Wellcentive – Transitioning to Value Based Care

wellcentive

Quality improvement, revenue growth, and business transformation for providers, health systems, employers, and payers transitioning to value-based care.

WHAT IS POPULATION HEALTH MANAGEMENT?

Population Health Management is the aggregation of patient data across multiple health information technology resources, the analysis of that data into a single, actionable patient record, and the actions through which care providers can improve both clinical and financial outcomes.

HOW IT WORKS

Population Health Management (PHM) seeks to improve the health outcomes of a group by monitoring and identifying individual patients within that group. Typically, PHM programs use a business intelligence (BI) tool to aggregate data and provide a comprehensive clinical picture of each patient. Using that data, providers can track, and hopefully improve, clinical outcomes while lowering costs.

A best-in-class PHM program brings clinical, financial and operational data together from across the enterprise and provides actionable analytics for providers to improve efficiency and patient care. Delivering on the vision of PHM requires a robust care management and risk stratification infrastructure, a cohesive delivery system, and a well-managed partnership network.

While data may be used individually by each hospital or practice, rarely is the same BI tool used across the continuum of care, such as inpatient, hospital outpatient and ambulatory settings. Even less common is a BI tool that integrates information on physician billing, electronic health records (EHR), medical claims, labs and pharmacies.

A successful PHM program will give real-time insights to both clinicians and administrators and allow them to identify and address care gaps within the patient population. A well-developed care management program is the key to better outcomes and cost savings, especially in populations with chronic disease.

Care management is a critical component of PHM, and while the objectives of care management can vary from organization to organization, they tend to revolve around improving patient self-management, improving medication management, and reducing the cost of care – such as admit rates.

OUR HISTORY

Since 2005, Wellcentive has driven quality improvement, revenue growth, and business transformation for providers, health systems, employers, and payers transitioning to value-based care.

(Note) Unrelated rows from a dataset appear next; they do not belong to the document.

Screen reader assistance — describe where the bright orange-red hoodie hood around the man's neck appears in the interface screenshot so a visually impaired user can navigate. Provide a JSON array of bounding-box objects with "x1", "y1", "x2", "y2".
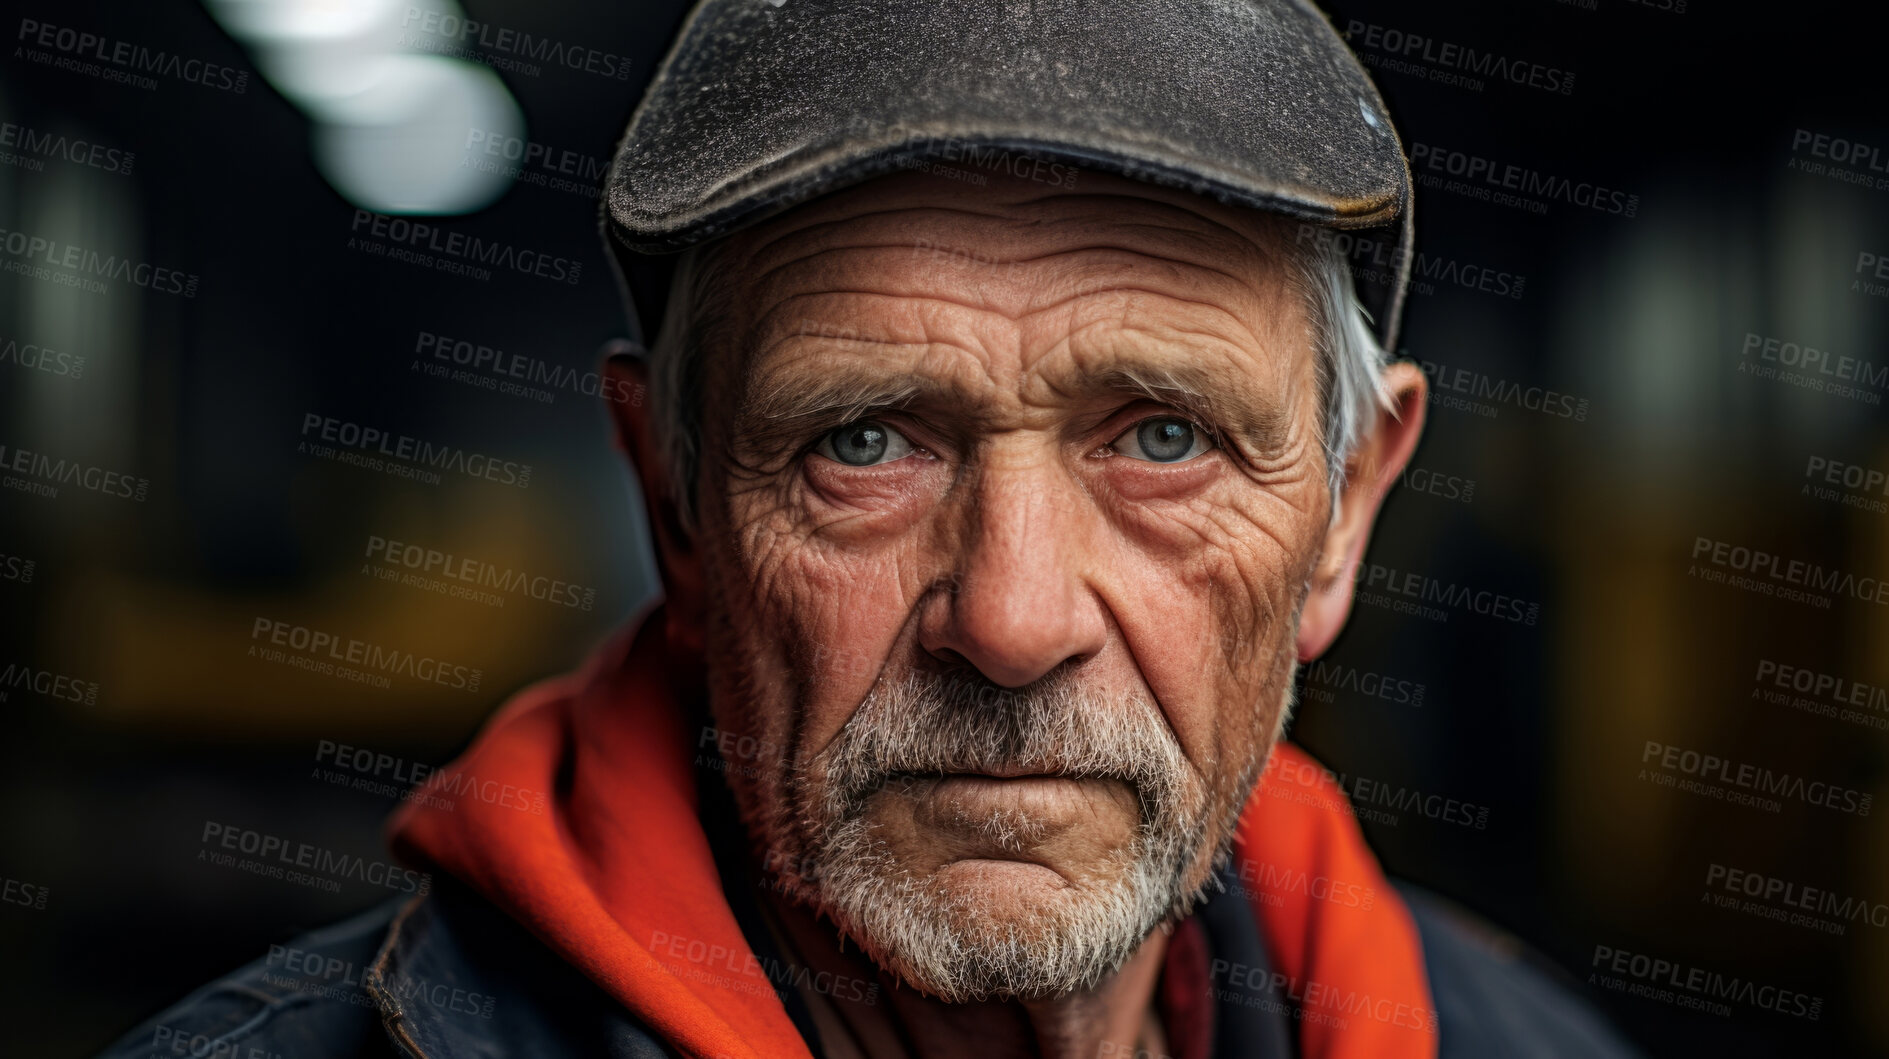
[{"x1": 389, "y1": 610, "x2": 1436, "y2": 1059}]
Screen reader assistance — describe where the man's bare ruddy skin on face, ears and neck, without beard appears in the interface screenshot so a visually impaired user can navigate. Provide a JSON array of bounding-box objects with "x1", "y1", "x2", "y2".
[{"x1": 612, "y1": 174, "x2": 1424, "y2": 1059}]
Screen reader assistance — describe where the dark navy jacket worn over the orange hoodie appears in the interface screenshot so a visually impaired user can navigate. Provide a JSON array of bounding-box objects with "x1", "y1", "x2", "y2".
[{"x1": 104, "y1": 882, "x2": 1634, "y2": 1059}]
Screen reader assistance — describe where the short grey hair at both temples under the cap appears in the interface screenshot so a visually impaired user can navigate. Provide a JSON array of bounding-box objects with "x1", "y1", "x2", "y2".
[{"x1": 650, "y1": 231, "x2": 1390, "y2": 529}]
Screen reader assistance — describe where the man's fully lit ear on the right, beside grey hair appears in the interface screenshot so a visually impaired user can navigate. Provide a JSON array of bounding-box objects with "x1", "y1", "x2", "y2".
[{"x1": 1298, "y1": 361, "x2": 1430, "y2": 663}]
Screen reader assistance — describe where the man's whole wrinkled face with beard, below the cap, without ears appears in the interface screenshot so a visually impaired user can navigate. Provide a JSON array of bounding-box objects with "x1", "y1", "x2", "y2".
[{"x1": 695, "y1": 174, "x2": 1330, "y2": 1000}]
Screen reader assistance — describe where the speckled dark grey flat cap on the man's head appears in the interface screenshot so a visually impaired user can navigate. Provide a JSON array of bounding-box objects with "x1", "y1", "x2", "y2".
[{"x1": 604, "y1": 0, "x2": 1411, "y2": 347}]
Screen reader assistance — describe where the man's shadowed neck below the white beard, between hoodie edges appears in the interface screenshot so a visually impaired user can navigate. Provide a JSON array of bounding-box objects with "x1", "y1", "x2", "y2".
[{"x1": 761, "y1": 889, "x2": 1167, "y2": 1059}]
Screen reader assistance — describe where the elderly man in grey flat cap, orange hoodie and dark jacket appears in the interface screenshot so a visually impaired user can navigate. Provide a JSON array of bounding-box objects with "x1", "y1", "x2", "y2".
[{"x1": 107, "y1": 0, "x2": 1619, "y2": 1059}]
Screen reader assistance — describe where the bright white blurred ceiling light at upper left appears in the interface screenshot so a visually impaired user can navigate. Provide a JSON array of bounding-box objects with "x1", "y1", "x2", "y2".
[{"x1": 204, "y1": 0, "x2": 525, "y2": 215}]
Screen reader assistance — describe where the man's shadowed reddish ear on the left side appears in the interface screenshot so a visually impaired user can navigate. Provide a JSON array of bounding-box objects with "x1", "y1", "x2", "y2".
[{"x1": 603, "y1": 342, "x2": 703, "y2": 651}]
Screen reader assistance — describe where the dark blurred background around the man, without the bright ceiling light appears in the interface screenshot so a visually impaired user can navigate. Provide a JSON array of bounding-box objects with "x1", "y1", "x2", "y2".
[{"x1": 0, "y1": 0, "x2": 1889, "y2": 1055}]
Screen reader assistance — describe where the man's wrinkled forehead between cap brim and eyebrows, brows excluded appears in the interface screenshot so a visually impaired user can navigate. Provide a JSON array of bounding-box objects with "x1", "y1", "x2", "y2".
[{"x1": 722, "y1": 170, "x2": 1307, "y2": 386}]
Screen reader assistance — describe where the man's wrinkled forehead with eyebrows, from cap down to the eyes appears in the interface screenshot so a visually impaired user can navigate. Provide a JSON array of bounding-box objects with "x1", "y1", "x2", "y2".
[{"x1": 695, "y1": 172, "x2": 1317, "y2": 462}]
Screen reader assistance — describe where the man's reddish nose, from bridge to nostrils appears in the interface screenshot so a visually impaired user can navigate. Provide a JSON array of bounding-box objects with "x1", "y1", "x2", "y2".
[{"x1": 918, "y1": 466, "x2": 1109, "y2": 687}]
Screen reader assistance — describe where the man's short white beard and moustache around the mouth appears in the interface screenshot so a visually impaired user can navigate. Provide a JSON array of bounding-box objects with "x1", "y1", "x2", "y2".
[{"x1": 765, "y1": 674, "x2": 1292, "y2": 1002}]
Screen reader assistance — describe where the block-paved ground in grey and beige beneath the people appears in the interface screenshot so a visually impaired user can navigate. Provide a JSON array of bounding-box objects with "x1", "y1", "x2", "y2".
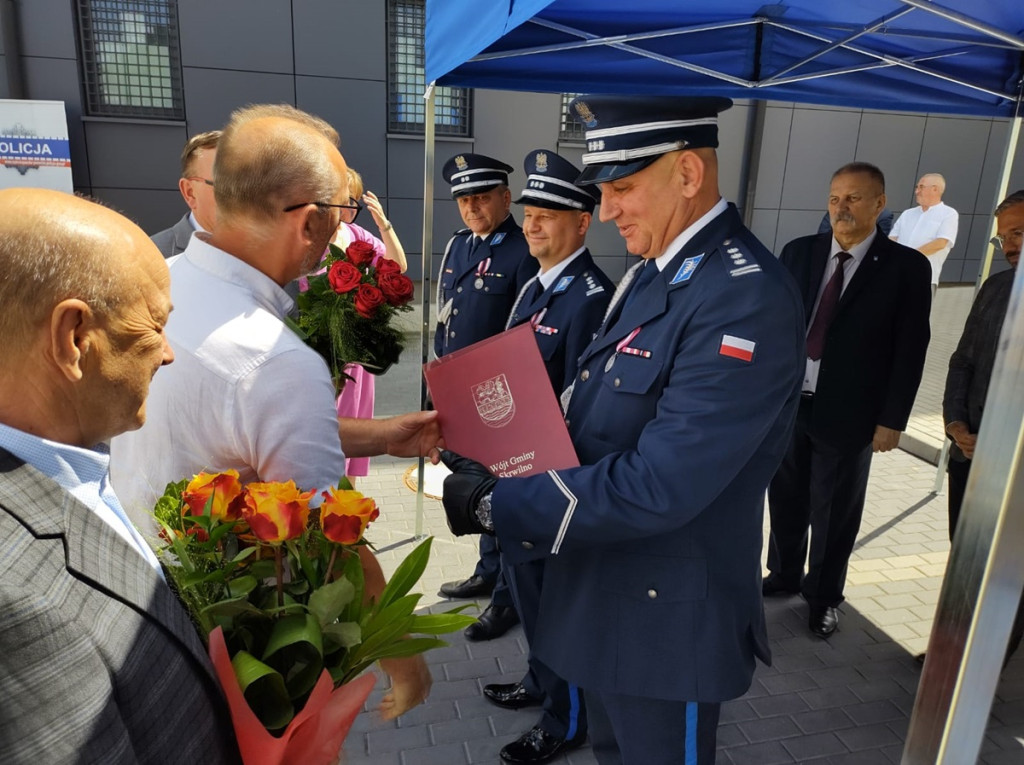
[{"x1": 343, "y1": 288, "x2": 1024, "y2": 765}]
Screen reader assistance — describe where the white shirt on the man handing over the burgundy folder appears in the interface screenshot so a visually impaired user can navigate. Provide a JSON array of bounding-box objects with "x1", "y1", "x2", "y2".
[{"x1": 111, "y1": 235, "x2": 345, "y2": 530}]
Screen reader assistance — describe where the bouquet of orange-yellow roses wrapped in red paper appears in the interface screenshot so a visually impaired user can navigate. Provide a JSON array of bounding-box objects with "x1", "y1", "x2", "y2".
[{"x1": 154, "y1": 470, "x2": 474, "y2": 765}]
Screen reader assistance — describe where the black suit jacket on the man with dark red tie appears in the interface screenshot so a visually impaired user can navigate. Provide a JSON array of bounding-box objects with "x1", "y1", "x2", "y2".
[{"x1": 780, "y1": 229, "x2": 932, "y2": 451}]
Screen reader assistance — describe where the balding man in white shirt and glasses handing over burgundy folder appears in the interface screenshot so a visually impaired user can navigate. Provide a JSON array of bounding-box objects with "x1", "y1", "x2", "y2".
[{"x1": 111, "y1": 105, "x2": 439, "y2": 717}]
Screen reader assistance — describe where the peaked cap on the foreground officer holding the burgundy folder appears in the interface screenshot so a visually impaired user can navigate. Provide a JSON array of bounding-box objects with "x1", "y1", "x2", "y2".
[{"x1": 569, "y1": 95, "x2": 732, "y2": 185}]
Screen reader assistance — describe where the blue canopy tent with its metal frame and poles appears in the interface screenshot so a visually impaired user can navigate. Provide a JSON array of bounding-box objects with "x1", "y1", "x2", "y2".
[{"x1": 421, "y1": 0, "x2": 1024, "y2": 765}]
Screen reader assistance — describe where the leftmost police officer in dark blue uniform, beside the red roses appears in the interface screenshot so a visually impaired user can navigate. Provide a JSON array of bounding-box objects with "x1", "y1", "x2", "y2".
[{"x1": 434, "y1": 154, "x2": 538, "y2": 640}]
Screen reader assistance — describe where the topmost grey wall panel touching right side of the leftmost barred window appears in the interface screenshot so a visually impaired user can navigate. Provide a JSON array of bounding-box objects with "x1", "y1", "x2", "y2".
[{"x1": 178, "y1": 0, "x2": 294, "y2": 73}]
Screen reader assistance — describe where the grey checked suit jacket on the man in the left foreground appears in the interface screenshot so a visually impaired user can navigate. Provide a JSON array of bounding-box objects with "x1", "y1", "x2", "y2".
[{"x1": 0, "y1": 450, "x2": 239, "y2": 765}]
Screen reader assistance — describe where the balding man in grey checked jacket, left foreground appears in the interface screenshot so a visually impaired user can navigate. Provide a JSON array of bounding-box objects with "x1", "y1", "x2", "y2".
[{"x1": 0, "y1": 188, "x2": 238, "y2": 765}]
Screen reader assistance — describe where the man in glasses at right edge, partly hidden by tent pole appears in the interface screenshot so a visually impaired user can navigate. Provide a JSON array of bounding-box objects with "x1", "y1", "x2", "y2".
[{"x1": 942, "y1": 188, "x2": 1024, "y2": 569}]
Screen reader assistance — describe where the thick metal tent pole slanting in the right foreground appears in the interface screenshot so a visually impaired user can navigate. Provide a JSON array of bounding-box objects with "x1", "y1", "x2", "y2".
[{"x1": 901, "y1": 260, "x2": 1024, "y2": 765}]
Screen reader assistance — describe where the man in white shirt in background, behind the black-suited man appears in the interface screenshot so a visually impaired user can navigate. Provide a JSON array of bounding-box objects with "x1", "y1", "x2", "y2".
[{"x1": 889, "y1": 173, "x2": 959, "y2": 298}]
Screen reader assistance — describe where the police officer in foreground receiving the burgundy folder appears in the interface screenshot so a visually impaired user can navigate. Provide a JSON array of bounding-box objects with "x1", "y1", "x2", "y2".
[{"x1": 443, "y1": 96, "x2": 805, "y2": 765}]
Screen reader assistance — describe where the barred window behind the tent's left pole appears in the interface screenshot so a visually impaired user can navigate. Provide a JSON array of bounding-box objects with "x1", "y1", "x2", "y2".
[{"x1": 387, "y1": 0, "x2": 472, "y2": 136}]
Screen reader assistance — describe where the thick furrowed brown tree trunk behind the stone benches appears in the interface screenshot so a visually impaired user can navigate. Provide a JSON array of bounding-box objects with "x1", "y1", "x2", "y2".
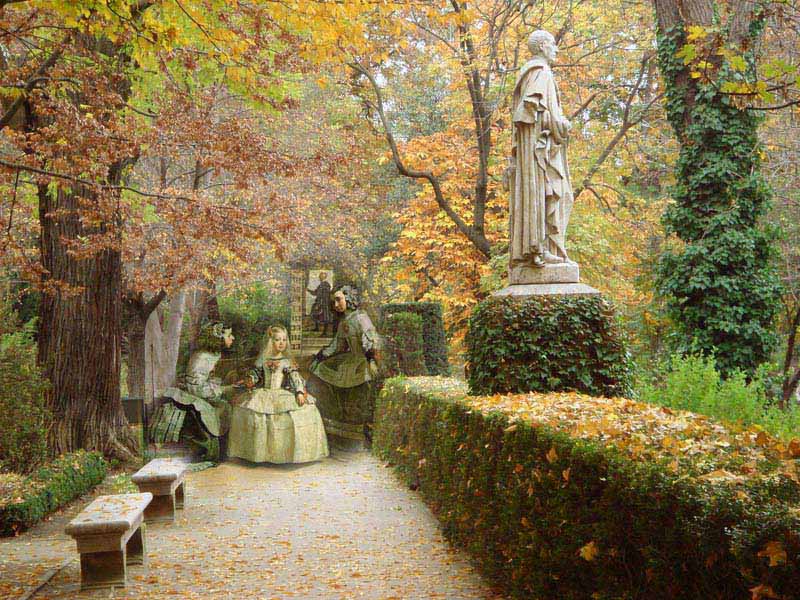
[{"x1": 38, "y1": 185, "x2": 134, "y2": 458}]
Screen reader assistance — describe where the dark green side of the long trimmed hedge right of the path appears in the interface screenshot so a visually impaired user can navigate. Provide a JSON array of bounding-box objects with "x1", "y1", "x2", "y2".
[{"x1": 373, "y1": 378, "x2": 800, "y2": 600}]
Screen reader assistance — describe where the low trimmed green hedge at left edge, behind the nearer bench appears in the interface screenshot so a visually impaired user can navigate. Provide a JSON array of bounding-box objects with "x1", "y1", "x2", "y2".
[{"x1": 0, "y1": 450, "x2": 108, "y2": 536}]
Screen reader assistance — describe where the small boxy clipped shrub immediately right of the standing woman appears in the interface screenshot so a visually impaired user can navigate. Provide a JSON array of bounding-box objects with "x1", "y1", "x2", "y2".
[{"x1": 381, "y1": 312, "x2": 427, "y2": 377}]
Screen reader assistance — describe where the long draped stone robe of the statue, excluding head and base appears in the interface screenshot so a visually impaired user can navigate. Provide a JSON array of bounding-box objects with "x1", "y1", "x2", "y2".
[{"x1": 509, "y1": 57, "x2": 573, "y2": 264}]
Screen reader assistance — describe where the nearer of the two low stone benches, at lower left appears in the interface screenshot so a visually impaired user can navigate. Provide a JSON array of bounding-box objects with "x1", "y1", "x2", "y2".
[{"x1": 66, "y1": 493, "x2": 153, "y2": 590}]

Recognized as an industry leader for delivering immediate and tangible results, Wellcentive’s analytics simplify complex data from all points of care, advancing comprehensive care management and payer collaboration.

Customers receive more than $500 million annually in value-based revenue by improving outcomes for 30 million patients, using intelligence gained from 1.5 billion customer data points each month.

OUR VISION

We will be the undisputed leader in population health management through unmatched innovation and partnership with our customers, transforming healthcare and driving superior clinical, financial and human outcomes.

OUR MISSION

We will be the trusted partner for health organizations, physicians, payers and patients to collaboratively transform and manage the care process for populations.